Prime Minister Zoran Zaev made a public offering to the Albanian opposition parties that he will compromise with them on their proposed citizenship law. The Alliance of Albanians and Alternative claim that tens of thousands of Albanians who permanently live in Macedonia have not been able to get citizenships and demand a law that will allow applicants to show witnesses who will vouch that they lived in Macedonia prior to 1991 – this would be enough to receive citizenship.

Zaev is dependent on the Albanian voters and Albanian parties propping up his Government and he recently faced demands for several major concessions in which he failed to deliver – he was unable to allow them to cite their ethnicity in the identity cards (due to Greek objections that this will mean also issuing cards with Macedonian as nationality) and is currently trying to get out of his promise that he will hold a “corona census” in which the Albanian diaspora will be registered online while Macedonians abroad and at home abstain for health or political reasons. So the newly raised issue of the citizenship law is now becoming an important matter for Zaev’s political survival.

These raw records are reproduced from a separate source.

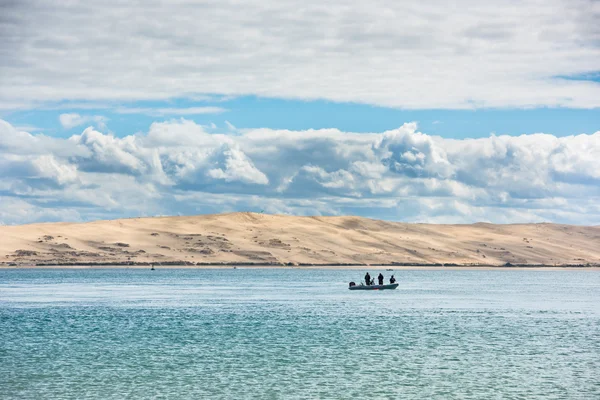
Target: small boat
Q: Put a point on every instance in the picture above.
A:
(374, 287)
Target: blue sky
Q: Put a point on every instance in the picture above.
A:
(254, 112)
(408, 111)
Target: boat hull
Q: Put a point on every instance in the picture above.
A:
(374, 287)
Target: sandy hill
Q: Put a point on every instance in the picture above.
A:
(276, 239)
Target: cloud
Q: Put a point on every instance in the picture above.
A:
(71, 120)
(178, 167)
(414, 54)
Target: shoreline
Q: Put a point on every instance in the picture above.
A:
(312, 267)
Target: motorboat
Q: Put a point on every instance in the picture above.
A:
(373, 287)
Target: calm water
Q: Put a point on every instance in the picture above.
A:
(294, 334)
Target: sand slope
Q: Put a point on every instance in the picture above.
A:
(276, 239)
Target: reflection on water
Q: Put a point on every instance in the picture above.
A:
(271, 333)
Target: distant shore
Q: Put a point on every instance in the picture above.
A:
(311, 266)
(277, 241)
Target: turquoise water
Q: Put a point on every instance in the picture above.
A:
(297, 334)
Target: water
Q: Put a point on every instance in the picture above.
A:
(297, 334)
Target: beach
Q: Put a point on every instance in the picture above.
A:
(258, 240)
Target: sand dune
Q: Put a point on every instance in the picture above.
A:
(249, 238)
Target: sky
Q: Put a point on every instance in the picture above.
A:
(437, 112)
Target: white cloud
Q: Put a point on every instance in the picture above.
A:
(71, 120)
(408, 54)
(180, 168)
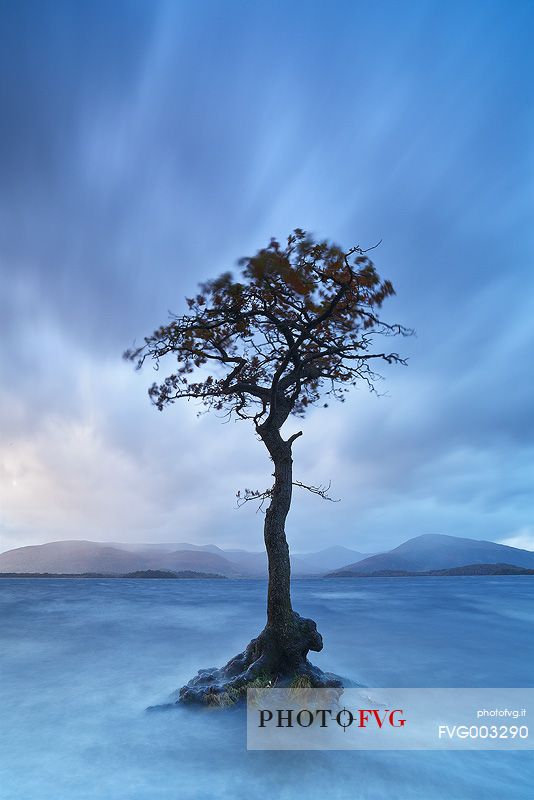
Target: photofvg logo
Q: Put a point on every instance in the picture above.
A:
(389, 719)
(305, 717)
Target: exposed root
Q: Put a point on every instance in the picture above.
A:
(277, 657)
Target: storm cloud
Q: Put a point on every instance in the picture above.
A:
(146, 146)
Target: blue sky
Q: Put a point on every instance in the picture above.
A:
(146, 146)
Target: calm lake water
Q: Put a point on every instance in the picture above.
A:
(81, 660)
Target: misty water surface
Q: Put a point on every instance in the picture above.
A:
(81, 660)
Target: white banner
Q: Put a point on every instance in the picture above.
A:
(390, 719)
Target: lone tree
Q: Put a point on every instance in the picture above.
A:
(297, 327)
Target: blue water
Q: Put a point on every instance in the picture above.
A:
(81, 660)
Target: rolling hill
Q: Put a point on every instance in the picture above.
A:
(438, 551)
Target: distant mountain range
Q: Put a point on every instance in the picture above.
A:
(425, 553)
(469, 569)
(436, 552)
(77, 557)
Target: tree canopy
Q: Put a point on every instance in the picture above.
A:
(297, 325)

I gave instructions to the ministers of interior and justice to propose potential solutions that will be based on European practices, evidence and arguments. We have will just like the two opposition parties, AA and Alternative, and I believe we will find a solution, Zaev said.

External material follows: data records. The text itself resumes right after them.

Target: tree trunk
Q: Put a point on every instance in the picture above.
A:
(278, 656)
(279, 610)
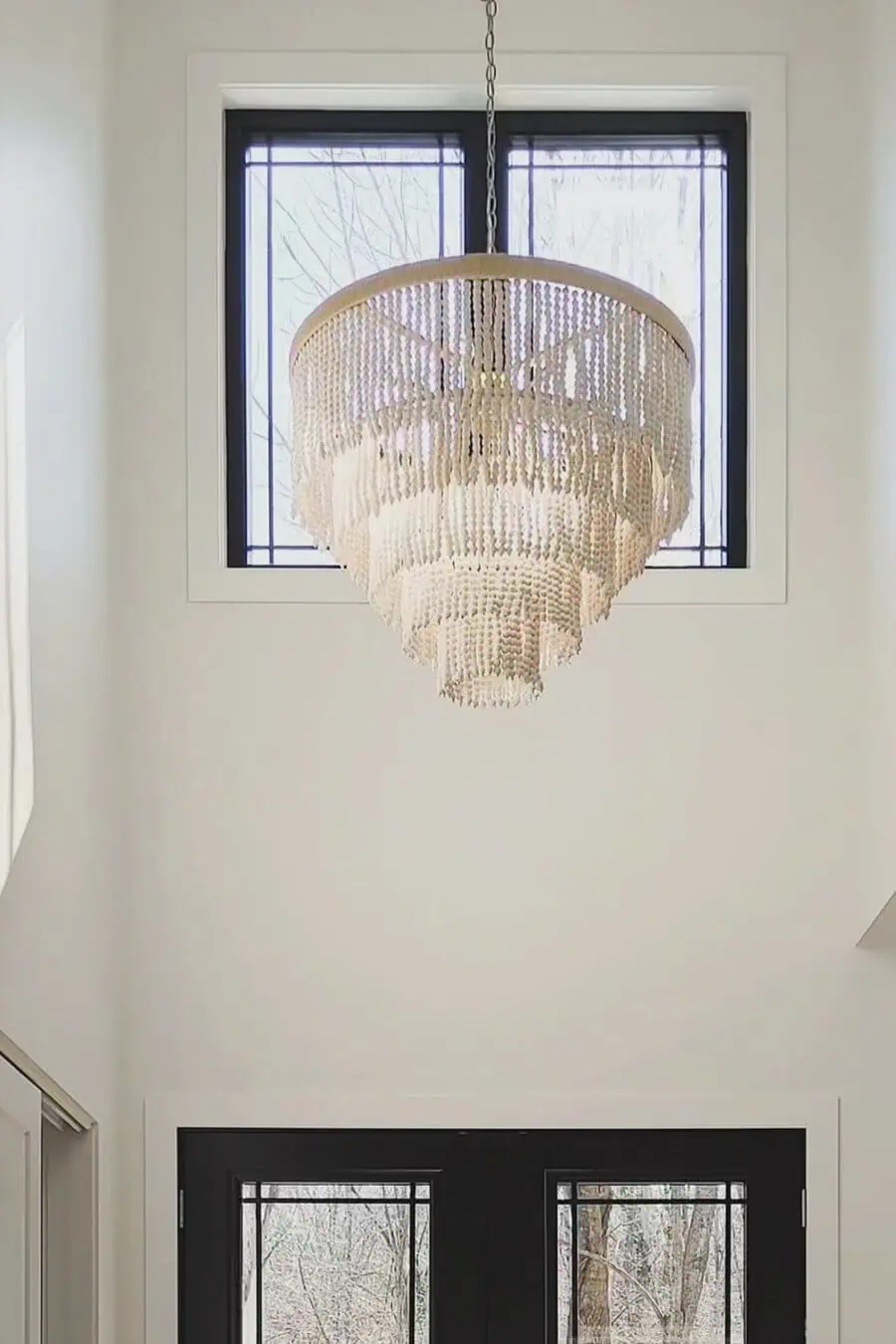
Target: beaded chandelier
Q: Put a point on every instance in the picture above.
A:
(492, 446)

Zaev agreed to postpone the “corona census” from April to September in a bid to get VMRO-DPMNE to at least provide quorum for some of his blocked legislative agenda. But AA and Alternative threaten to block any bill filibustering with thousands of amendments unless their citizenship law is accepted.

Zaev said that he is open to solutions such as – if an elderly person who doesn’t have Macedonian citizenship has children who have, she should be allowed to become a citizen, or in cases of long term marriage in which one spouse is still a foreigner.